Tür ins Nirgendwo
Mit der "Orange Box" liefert Valve "Half-Life 2" als Komplettsammlung ab: Neben der Fortsetzung der Half-Life-Episodenserie und dem Multiplayer-Shooter "Team Fortress" überzeugt vor allem "Portal" als eines der faszinierendsten und originellsten Spielkonzepte des gesamten Genres.

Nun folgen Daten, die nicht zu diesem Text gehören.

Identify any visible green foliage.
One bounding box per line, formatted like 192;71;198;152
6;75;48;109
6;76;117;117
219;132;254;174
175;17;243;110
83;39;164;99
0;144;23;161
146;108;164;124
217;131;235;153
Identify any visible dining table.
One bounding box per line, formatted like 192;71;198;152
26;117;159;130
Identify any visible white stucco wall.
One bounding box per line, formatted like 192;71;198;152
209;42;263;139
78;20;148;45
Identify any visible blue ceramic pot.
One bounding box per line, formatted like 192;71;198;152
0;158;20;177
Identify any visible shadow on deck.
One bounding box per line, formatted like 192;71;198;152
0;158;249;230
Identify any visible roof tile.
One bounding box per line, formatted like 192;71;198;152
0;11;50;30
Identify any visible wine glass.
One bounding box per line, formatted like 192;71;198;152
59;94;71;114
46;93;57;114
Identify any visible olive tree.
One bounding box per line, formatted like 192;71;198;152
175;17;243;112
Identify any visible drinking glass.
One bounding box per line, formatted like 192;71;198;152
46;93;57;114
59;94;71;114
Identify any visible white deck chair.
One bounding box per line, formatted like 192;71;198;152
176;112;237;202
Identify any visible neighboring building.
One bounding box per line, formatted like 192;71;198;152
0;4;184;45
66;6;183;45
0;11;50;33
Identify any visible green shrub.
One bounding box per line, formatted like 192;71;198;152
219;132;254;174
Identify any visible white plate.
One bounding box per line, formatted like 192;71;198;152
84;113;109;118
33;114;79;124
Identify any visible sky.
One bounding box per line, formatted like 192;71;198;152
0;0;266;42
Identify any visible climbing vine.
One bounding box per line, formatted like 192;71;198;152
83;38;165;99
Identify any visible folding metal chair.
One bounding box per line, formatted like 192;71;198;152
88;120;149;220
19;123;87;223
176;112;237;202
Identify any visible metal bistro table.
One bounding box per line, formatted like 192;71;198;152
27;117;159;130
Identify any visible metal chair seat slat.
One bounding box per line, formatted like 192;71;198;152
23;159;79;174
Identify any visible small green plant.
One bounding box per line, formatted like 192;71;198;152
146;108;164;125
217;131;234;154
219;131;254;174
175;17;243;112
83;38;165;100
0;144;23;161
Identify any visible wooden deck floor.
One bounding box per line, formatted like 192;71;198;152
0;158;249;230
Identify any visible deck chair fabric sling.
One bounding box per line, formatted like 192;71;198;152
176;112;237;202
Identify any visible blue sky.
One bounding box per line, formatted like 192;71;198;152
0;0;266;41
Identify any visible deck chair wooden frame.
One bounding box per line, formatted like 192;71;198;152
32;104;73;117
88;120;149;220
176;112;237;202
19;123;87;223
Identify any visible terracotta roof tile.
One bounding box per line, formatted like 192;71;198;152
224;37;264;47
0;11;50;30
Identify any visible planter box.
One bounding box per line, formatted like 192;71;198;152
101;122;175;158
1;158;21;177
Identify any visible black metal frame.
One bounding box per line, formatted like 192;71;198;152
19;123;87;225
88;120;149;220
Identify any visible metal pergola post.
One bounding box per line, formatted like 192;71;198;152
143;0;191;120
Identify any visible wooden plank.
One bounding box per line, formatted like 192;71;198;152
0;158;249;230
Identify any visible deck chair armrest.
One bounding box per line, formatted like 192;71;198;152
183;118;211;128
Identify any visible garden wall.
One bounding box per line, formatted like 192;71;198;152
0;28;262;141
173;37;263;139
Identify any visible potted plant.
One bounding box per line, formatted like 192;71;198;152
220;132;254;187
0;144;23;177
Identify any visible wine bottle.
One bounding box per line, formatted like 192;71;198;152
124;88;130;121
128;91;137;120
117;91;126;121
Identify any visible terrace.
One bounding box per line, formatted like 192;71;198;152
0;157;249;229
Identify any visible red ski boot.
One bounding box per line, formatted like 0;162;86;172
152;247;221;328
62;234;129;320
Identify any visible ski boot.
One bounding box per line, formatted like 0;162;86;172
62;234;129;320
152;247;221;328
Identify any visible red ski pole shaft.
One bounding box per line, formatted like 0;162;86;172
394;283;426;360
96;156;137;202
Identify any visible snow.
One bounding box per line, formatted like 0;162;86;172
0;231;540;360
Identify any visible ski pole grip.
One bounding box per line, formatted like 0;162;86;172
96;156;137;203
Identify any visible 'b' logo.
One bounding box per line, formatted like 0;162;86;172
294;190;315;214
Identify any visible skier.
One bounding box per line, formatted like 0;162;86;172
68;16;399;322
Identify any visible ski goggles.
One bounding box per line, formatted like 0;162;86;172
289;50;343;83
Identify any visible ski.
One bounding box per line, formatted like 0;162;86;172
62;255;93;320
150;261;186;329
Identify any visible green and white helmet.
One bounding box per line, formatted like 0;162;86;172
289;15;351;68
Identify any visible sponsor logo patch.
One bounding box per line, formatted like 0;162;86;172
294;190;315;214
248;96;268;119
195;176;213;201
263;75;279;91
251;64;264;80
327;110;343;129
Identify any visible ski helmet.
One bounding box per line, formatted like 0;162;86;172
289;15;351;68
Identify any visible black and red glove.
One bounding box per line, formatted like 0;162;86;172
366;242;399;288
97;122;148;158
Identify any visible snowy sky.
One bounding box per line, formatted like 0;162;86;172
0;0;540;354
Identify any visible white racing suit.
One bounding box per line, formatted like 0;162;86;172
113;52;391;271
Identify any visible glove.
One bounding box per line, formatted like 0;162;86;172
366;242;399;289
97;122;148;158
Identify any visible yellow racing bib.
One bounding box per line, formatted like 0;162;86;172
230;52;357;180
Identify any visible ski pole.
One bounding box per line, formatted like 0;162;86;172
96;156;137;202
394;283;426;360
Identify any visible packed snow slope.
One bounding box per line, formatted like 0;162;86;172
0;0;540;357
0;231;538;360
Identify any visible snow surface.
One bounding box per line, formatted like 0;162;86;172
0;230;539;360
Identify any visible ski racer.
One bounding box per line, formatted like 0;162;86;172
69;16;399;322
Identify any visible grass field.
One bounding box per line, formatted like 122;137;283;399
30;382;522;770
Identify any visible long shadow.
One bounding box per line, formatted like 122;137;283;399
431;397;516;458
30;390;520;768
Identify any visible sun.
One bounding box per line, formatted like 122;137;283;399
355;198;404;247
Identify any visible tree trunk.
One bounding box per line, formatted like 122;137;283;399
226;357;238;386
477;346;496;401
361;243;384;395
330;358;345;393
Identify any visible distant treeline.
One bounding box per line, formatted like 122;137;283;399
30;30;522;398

Dass Egoshooter eine neue Form des interaktiven Erzählens darstellen können, zeigt sich leider nur allzu selten. Nur wenige Titel nutzen die einzigartigen Chancen, das "Erleben" einer Handlung durch die Augen eines Protagonisten ansprechend zu gestalten, und oft - wie leider auch im atmosphärischen "Bioshock" (Architecture and Morality) - ist die Story nur nebenbei erzählte Dekoration, die optionale Hintergrundinformationen für Rätsel à la "Bring A nach B" bietet. Der Genre-Primus "Half-Life 2" beweist in seiner neuesten Inkarnation, dass Hersteller Valve sich nicht auf den Lorbeeren ausruht, sondern kontinuierlich an der Aufgabe arbeitet, eine neue Form des Erzählens für das eigenständige Medium voranzubringen. Die "Orange Box" versammelt zum regulären Preis eines einzelnen Spiels "Half-Life 2", "Episode 1 & 2", "Team Fortress" sowie "Portal".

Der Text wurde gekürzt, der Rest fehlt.